Can /dev/urandom ever revert from the "good" to the "bad" state?

Before I can possibly start thinking about what to do when the system's CSPRNG is initialized, I need to understand more about how it works. Apparently there's a possible transition from the "not ready yet" ("bad") state to "ready" ("good"), and all it takes is usually waiting for a second or two. But is this a wait that only gets incurred once, somewhere early after a boot, or is this something that can happen at any time? -- --Guido van Rossum (python.org/~guido)

On Jun 22, 2016, at 10:15 PM, Guido van Rossum <guido@python.org> wrote:
Before I can possibly start thinking about what to do when the system's CSPRNG is initialized, I need to understand more about how it works. Apparently there's a possible transition from the "not ready yet" ("bad") state to "ready" ("good"), and all it takes is usually waiting for a second or two. But is this a wait that only gets incurred once, somewhere early after a boot, or is this something that can happen at any time?
Once, only after boot. On most (all?) modern Linux systems there’s even part of the boot process that attempts to seed the CSPRNG using random values stored during a previous boot to shorten the time window between when it’s ready and when it’s not yet initialized. However, once it is initialized it will never block (or EAGAIN) again. — Donald Stufft

On Wed, Jun 22, 2016 at 7:18 PM, Donald Stufft <donald@stufft.io> wrote:
On Jun 22, 2016, at 10:15 PM, Guido van Rossum <guido@python.org> wrote:
Before I can possibly start thinking about what to do when the system's CSPRNG is initialized, I need to understand more about how it works. Apparently there's a possible transition from the "not ready yet" ("bad") state to "ready" ("good"), and all it takes is usually waiting for a second or two. But is this a wait that only gets incurred once, somewhere early after a boot, or is this something that can happen at any time?
Once, only after boot. On most (all?) modern Linux systems there’s even part of the boot process that attempts to seed the CSPRNG using random values stored during a previous boot to shorten the time window between when it’s ready and when it’s not yet initialized. However, once it is initialized it will never block (or EAGAIN) again.
Then shouldn't it be the responsibility of the boot sequence rather than of the Python stdlib to wait for that event? IIUC that's what OS X does (I think someone described that it even kernel-panics when it can't enter the "good" state). -- --Guido van Rossum (python.org/~guido)

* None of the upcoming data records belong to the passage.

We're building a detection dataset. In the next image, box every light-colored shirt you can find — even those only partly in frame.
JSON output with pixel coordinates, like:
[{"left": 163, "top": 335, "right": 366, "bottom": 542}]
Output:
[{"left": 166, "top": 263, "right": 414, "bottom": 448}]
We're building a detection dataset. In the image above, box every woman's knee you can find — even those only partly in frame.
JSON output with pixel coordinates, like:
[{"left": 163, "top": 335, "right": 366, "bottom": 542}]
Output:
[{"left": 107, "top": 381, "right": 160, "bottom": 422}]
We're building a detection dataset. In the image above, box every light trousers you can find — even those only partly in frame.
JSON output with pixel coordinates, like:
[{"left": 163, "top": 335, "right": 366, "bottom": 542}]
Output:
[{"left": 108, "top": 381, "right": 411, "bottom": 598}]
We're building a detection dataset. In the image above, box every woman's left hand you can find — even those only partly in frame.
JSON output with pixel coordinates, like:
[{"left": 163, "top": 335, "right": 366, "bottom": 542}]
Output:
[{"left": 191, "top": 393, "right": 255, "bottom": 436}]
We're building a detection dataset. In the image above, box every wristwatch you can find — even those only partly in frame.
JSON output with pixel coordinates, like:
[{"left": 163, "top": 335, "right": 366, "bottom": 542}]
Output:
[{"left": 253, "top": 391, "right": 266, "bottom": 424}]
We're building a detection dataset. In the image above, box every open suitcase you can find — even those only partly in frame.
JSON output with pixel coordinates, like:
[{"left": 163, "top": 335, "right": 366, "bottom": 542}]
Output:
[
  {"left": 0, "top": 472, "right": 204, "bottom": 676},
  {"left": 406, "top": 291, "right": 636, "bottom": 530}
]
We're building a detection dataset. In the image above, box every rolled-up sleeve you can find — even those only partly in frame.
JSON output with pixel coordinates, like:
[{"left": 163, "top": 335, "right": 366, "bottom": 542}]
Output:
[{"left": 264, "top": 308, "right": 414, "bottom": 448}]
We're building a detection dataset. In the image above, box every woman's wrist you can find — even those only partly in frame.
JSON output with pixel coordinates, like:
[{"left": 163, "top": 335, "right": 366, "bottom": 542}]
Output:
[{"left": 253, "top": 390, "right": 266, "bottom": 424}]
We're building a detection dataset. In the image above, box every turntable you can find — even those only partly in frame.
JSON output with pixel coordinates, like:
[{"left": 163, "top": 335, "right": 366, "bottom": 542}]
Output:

On Jun 22, 2016, at 10:29 PM, Guido van Rossum <guido@python.org> wrote:
On Wed, Jun 22, 2016 at 7:18 PM, Donald Stufft <donald@stufft.io <mailto:donald@stufft.io>> wrote:
On Jun 22, 2016, at 10:15 PM, Guido van Rossum <guido@python.org <mailto:guido@python.org>> wrote:
Before I can possibly start thinking about what to do when the system's CSPRNG is initialized, I need to understand more about how it works. Apparently there's a possible transition from the "not ready yet" ("bad") state to "ready" ("good"), and all it takes is usually waiting for a second or two. But is this a wait that only gets incurred once, somewhere early after a boot, or is this something that can happen at any time?
Once, only after boot. On most (all?) modern Linux systems there’s even part of the boot process that attempts to seed the CSPRNG using random values stored during a previous boot to shorten the time window between when it’s ready and when it’s not yet initialized. However, once it is initialized it will never block (or EAGAIN) again.
Then shouldn't it be the responsibility of the boot sequence rather than of the Python stdlib to wait for that event? IIUC that's what OS X does (I think someone described that it even kernel-panics when it can't enter the "good" state).
In an ideal world? Yes. However we live in a not ideal world where Linux doesn’t ensure that, so absent Linux deciding to do something like what OS X, FreeBSD, Windows, OpenBSD, etc do we have to make a choice, either we pass along the possibility that Linux left us with, and make it so people who attempt to use Python early in the boot sequence can get predictable random numbers (without any way to determine if they’re getting “good” or “bad” numbers) or we use the newer API that Linux has given us to make that assurance. AFAIK Linux (or, well Ted) has stated that the way for people who care about getting cryptographically secure random out of the kernel is to use getrandom(0) (or getrandom(GRDB_NONBLOCK) and fail on an EAGAIN) so the question I think really comes down to whether os.urandom is something we want to provide the best source of (generally) non blocking CSPRNG or whether we want it to be a narrow wrapper around whatever semantics /dev/urandom specifically has. — Donald Stufft

On Jun 22, 2016, at 10:37 PM, Donald Stufft wrote:
so the question I think really comes down to whether os.urandom is something we want to provide the best source of (generally) non blocking CSPRNG or whether we want it to be a narrow wrapper around whatever semantics /dev/urandom specifically has.
... with os.getrandom() exposed on platforms that provide it. Cheers, -Barry

On Thu, Jun 23, 2016 at 5:42 AM, Barry Warsaw <barry@python.org> wrote:
On Jun 22, 2016, at 10:37 PM, Donald Stufft wrote:
so the question I think really comes down to whether os.urandom is something we want to provide the best source of (generally) non blocking CSPRNG or whether we want it to be a narrow wrapper around whatever semantics /dev/urandom specifically has.
... with os.getrandom() exposed on platforms that provide it.
Personally I think it's better to have one API than two, even if it is named after a platform-specific API. FWIW I don't really buy the philosophy that the os module should only provide thin wrappers over what the platform offers. E.g. in the case of Windows most of what's in the os module is part of Microsoft's libc emulation, and the platform APIs have a totally different shape. os.urandom()'s past is already another example. So I don't see a reason to offer two different APIs and force users of those APIs to either commit to a platform or use an ugly try/except. Especially since in Python <= 3.5 they'll only have os.urandom(). -- --Guido van Rossum (python.org/~guido)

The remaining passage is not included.